×
Community Blog Practices of Simulating IDC Spark Read and Write MaxCompute

Practices of Simulating IDC Spark Read and Write MaxCompute

This article uses EMR (Cloud Hadoop) to simulate a local Hadoop cluster accessing MaxCompute data.

By Yueyi Yang

1. Background

1.1 Background Information

The existing lake house architecture uses MaxCompute as the center to read and write Hadoop cluster data. In some offline IDC scenarios, customers are unwilling to expose the internal information of the cluster to the public network and need to initiate access to cloud data from Hadoop clusters. This article uses EMR (Hadoop on cloud) to simulate a local Hadoop cluster accessing MaxCompute data.

1.2 Basic Architecture

1

2. Construction of Development Environment

2.1 Prepare the EMR Environment

(1) Purchase

① Log on to the Alibaba Cloud console and click the console option in the upper right corner.

2

(2) Go to the navigation page and click cloud products – E-MapReduce. You can also search for it.

3

③ Go to the E-MapReduce homepage, click EMR on ECS, and create a cluster.

Please refer to the official document for specific purchase details: https://www.alibabacloud.com/help/en/e-mapreduce/latest/getting-started#section-55q-jmm-3ts

④ Click the cluster ID to view the basic information, cluster services, node management, and other modules.

(2) Log In

Please refer to the official document for more information about how to log on to the cluster: https://www.alibabacloud.com/help/en/e-mapreduce/latest/log-on-to-a-cluster

This article will use logging on to an ECS as an example.
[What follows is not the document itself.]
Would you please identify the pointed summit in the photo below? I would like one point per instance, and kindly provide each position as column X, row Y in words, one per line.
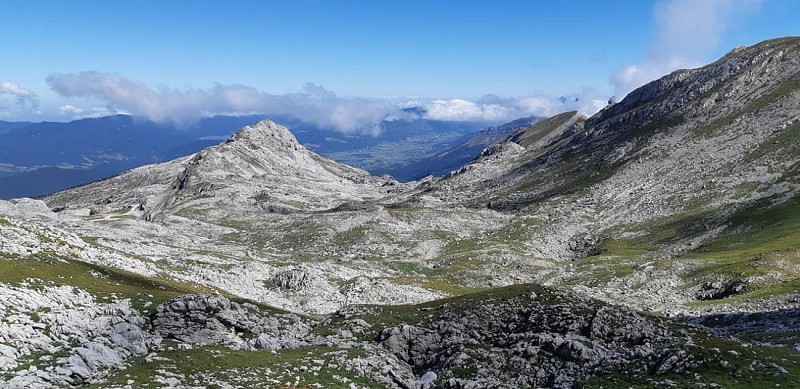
column 265, row 132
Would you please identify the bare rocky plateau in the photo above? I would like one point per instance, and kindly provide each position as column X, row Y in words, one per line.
column 654, row 244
① Click on the Alibaba Cloud Console - ECS

② Click the Instance Name - Remote Connection - Workbench Remote Connection

2.2 Local IDEA Preparation

(1) Install Maven

Please see the article below for more information: https://blog.csdn.net/l32273/article/details/123684435 (Article in Chinese).
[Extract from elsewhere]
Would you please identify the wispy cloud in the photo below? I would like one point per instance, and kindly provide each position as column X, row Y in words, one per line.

(2) Create a Scala Project

① Download the Scala Plugin:

4

② Install Scala JDK

③ Create a Scala Project:

5

2.3 Data Preparation of MaxCompute

(1) Project

Please refer to the official document for more information about how to create a MaxCompute project: https://www.alibabacloud.com/help/en/maxcompute/latest/create-a-maxcompute-project

(2) AccessKey

The AccessKey (AK) pair used to access Alibaba Cloud APIs includes the AccessKey ID and AccessKey secret. After you create an Alibaba Cloud account on the official site (alibabacloud.com), an AccessKey pair is generated on the AccessKey Management page. AccessKey pairs are used to identify users and verify the signature of requests for accessing MaxCompute or other Alibaba Cloud services or connecting to third-party tools. Keep your AccessKey Secret confidential to prevent credential leaks. If there is a leak, disable or update your AccessKey immediately.

Please refer to the official document for more information about AK: https://ram.console.aliyun.com/manage/ak

(3) Endpoint

MaxCompute Service: The connection address is Endpoint, which varies based on the region and network connection mode.

Please see the official document for more information about the region endpoint: https://www.alibabacloud.com/help/en/maxcompute/latest/prepare-endpoints.

(4) Table

Please see the official document for more information about how to create a MaxCompute table: https://www.alibabacloud.com/help/en/maxcompute/latest/ddl-sql-table-operations

This article needs to prepare a partition table and non-partition table for testing.

3. Code Testing

3.1 Prerequisites

(1) Prepare the project, AK information, and table data on MaxCompute

(2) Prepare the E-MapReduce cluster

(3) The terminal connects to the E-MapReduce node (the ECS instance)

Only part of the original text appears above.